The next approach keeps the classification field itself, but moves the date fields into a new object to not pollute the ExpirableVersion struct. This also offers the oppurtunity to better express the fact that date times are required to schedule the lifecycle of a version classification instead of just plain dates.

apiVersion: core.gardener.cloud/v1beta1
kind: CloudProfile
metadata:
  name: local
spec:
  kubernetes:
    versions:
      - version: 1.30.6
        classification: supported
        lifecycle:
          preview:
            startTime: "2025-01-01T00:00:00Z"
          supported:
            startTime: "2025-01-14T00:00:00Z"
          deprecation:
            startTime: "2025-03-01T00:00:00Z"
          expiration:
            startTime: "2025-06-01T00:00:00Z"

In this case only the expirationDate needs to be deprecated. We discarded this approach mostly for the same reasons as the previous one:

• Classification stages are defined as keys in the API, which feels wrong because these are enums and when adding a new stage the API definition is required to change. So this is considered an anti-pattern.
• All consumers of the CloudProfile are required to calculate the effective classification state that depends on time.

Status vs. Classification Field Patching

This consideration tries to avoid the introduction of a status field in the CloudProfile and instead updates the spec itself.

Here the CloudProfile reconciler patches the currently computed classification stage of a version back into classification or an eventually newly introduced sibling field like currentClassification.

# assume that the current date is 2024-12-03
apiVersion: core.gardener.cloud/v1beta1
kind: CloudProfile
metadata:
  name: local
spec:
  kubernetes:
    versions:
      - version: 1.30.6
        classification: supported # the classification is patched by the reconciler and not set by the administrator
        lifecycle:
          - classification: preview
          - classification: supported
            startTime: "2024-12-01T00:00:00Z"
          - classification: deprecated
            startTime: "2025-03-01T00:00:00Z"
          - classification: expired
            startTime: "2025-04-01T00:00:00Z"

While this variant offers a user to directly see the computed classification stage in a field of the specification, we opted against it due to the following reasons:

• As it patches the spec, the administrator can no longer be seen as the sole owner of this resource. This breaks the goal to stay compatible with typical deployment strategies (deployment and reconciler may toggle the field value consistently).
• The gardener-apiserver validation needs to prevent setting the classification to a value that contradicts the stages inside lifecycle. When the gardener-controller-manager patches the field, potential time drifts of servers must be considered for the implementation, which is complex.
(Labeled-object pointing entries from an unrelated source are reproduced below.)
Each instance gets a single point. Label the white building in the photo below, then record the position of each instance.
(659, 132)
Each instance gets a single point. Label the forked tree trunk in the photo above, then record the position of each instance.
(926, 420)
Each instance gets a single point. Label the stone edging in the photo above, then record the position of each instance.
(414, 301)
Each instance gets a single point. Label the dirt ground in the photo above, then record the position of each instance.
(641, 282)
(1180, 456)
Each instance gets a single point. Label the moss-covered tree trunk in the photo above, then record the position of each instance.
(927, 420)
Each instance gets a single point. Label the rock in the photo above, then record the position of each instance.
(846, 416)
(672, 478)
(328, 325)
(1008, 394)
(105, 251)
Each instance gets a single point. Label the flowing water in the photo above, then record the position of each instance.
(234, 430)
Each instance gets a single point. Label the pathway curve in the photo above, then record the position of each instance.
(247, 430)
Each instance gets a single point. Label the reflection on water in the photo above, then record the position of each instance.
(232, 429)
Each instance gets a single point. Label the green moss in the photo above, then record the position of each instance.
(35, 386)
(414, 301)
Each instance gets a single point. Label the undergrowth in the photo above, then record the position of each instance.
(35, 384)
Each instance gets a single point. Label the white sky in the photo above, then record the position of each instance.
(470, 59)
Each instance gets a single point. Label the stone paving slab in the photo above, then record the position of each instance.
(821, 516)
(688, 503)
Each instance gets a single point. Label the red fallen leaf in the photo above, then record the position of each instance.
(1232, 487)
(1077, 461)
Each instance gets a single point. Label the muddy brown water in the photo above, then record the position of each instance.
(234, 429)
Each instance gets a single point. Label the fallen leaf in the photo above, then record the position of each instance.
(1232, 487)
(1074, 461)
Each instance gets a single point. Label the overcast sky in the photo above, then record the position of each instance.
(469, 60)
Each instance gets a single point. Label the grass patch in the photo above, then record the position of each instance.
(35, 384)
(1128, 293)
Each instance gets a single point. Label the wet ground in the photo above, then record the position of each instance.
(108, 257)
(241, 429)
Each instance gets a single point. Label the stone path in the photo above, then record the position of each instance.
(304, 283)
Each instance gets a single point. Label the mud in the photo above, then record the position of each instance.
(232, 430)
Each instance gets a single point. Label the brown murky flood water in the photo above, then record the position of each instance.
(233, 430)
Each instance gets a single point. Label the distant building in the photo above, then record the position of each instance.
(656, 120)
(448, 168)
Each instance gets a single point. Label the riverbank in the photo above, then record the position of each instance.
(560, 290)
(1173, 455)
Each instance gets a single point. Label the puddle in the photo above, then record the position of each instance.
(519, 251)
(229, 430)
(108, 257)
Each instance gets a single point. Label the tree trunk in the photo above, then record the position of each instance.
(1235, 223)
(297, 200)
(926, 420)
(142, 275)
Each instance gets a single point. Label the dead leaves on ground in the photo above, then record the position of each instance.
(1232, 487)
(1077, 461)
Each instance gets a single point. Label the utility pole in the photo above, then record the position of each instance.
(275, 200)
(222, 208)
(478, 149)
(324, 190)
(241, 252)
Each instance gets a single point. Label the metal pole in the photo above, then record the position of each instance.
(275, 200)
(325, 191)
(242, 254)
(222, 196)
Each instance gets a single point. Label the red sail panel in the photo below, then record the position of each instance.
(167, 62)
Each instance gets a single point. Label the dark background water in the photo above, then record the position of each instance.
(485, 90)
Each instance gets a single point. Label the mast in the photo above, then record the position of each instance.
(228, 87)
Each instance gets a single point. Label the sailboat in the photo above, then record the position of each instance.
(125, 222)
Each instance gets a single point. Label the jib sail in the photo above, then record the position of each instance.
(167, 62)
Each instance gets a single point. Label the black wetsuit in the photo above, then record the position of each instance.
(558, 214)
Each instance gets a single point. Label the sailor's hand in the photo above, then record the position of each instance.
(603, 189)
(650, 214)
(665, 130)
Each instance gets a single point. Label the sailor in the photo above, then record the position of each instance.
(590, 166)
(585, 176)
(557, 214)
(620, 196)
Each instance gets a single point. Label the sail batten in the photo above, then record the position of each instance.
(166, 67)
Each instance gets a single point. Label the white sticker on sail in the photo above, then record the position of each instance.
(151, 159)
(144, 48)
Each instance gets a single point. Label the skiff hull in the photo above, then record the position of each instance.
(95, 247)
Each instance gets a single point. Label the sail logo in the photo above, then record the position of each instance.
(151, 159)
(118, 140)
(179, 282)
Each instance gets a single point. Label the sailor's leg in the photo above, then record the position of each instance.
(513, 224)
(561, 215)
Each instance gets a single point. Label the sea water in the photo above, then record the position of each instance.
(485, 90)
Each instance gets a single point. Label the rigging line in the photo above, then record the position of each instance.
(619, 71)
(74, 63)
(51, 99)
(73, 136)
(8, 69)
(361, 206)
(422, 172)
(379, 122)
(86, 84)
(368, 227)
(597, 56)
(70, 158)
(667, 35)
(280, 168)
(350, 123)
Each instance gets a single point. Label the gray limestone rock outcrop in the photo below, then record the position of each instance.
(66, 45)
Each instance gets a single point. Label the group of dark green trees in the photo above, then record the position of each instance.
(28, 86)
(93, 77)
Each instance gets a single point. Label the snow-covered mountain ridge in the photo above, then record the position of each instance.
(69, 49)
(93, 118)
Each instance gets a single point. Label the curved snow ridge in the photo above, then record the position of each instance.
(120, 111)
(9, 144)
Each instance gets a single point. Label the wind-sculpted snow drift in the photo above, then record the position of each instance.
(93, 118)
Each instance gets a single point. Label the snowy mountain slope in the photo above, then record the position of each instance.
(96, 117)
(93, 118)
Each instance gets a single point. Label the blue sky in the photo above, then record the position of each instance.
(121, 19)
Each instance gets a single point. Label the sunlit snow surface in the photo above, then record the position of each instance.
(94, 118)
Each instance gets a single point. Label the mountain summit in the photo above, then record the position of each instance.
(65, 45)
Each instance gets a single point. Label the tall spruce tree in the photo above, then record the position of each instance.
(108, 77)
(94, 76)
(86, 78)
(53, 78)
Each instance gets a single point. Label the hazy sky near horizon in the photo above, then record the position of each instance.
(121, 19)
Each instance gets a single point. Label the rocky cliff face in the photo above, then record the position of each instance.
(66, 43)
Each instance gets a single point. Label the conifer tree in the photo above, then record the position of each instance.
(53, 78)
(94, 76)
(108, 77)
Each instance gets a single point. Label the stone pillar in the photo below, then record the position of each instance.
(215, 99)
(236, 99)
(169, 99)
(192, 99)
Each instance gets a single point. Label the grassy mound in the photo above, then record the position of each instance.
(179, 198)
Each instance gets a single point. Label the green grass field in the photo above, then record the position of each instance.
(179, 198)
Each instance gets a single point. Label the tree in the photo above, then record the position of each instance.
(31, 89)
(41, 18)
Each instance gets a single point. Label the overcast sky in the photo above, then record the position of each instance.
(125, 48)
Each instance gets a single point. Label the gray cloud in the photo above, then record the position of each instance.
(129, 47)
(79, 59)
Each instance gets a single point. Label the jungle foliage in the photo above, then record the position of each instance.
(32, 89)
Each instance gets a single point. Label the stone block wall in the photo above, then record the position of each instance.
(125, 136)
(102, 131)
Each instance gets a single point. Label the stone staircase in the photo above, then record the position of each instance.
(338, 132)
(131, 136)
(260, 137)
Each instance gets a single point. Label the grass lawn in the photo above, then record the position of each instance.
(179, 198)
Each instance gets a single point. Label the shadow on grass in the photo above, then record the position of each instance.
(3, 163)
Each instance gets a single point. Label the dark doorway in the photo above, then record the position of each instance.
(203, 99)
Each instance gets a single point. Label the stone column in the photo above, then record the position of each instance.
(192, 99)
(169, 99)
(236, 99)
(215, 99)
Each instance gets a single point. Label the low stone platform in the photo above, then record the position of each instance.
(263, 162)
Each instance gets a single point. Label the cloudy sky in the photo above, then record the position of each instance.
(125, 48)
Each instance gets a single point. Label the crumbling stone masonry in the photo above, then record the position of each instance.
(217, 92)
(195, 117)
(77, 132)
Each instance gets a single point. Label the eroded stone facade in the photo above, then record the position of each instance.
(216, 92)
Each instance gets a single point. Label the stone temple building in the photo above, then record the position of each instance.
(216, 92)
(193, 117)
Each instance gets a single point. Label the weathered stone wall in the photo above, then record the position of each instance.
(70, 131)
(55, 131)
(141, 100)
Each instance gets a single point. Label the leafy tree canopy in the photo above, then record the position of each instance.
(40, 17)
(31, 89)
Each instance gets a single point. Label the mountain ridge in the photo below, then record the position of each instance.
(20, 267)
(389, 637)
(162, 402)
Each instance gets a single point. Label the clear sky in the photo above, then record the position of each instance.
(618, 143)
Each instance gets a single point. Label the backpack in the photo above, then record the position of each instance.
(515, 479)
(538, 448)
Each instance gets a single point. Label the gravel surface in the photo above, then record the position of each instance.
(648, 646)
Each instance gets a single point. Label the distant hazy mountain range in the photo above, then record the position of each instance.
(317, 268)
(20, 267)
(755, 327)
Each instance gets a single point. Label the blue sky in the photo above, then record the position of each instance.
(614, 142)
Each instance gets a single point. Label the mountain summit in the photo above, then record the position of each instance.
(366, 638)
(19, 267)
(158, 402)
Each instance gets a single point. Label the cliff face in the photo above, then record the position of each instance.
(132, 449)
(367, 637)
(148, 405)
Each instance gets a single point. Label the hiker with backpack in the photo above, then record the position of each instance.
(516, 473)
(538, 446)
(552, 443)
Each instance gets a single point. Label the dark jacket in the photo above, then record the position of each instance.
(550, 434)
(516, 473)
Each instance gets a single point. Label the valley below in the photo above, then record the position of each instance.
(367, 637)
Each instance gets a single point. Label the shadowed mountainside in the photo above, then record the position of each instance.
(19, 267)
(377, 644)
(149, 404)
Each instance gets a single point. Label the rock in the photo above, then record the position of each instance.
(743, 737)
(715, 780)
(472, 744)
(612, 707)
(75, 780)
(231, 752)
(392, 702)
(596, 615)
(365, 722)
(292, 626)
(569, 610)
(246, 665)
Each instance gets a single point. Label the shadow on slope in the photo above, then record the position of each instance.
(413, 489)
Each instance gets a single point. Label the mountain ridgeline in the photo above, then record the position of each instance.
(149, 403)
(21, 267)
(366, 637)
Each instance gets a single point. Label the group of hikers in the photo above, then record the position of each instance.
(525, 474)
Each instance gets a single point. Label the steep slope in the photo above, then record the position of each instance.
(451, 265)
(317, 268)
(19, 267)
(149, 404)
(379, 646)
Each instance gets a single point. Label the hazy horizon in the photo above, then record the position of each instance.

Implementation Without the Status Field

This variant is more or less a placeholder for dropping the goal of reflecting the currently computed classification stage. Clients that consume the classification stage need to compute the current classification stage on their own.

We do not want to give up on this goal for the following reasons:

• If there is still a classification field, this is confusing for the human reader because four additional date time fields need to be considered.
• Every consumer of the CloudProfile needs to duplicate the computation of the actual classification stage. With one additional field this was fine enough, but with a complex lifecycle it certainly isn't.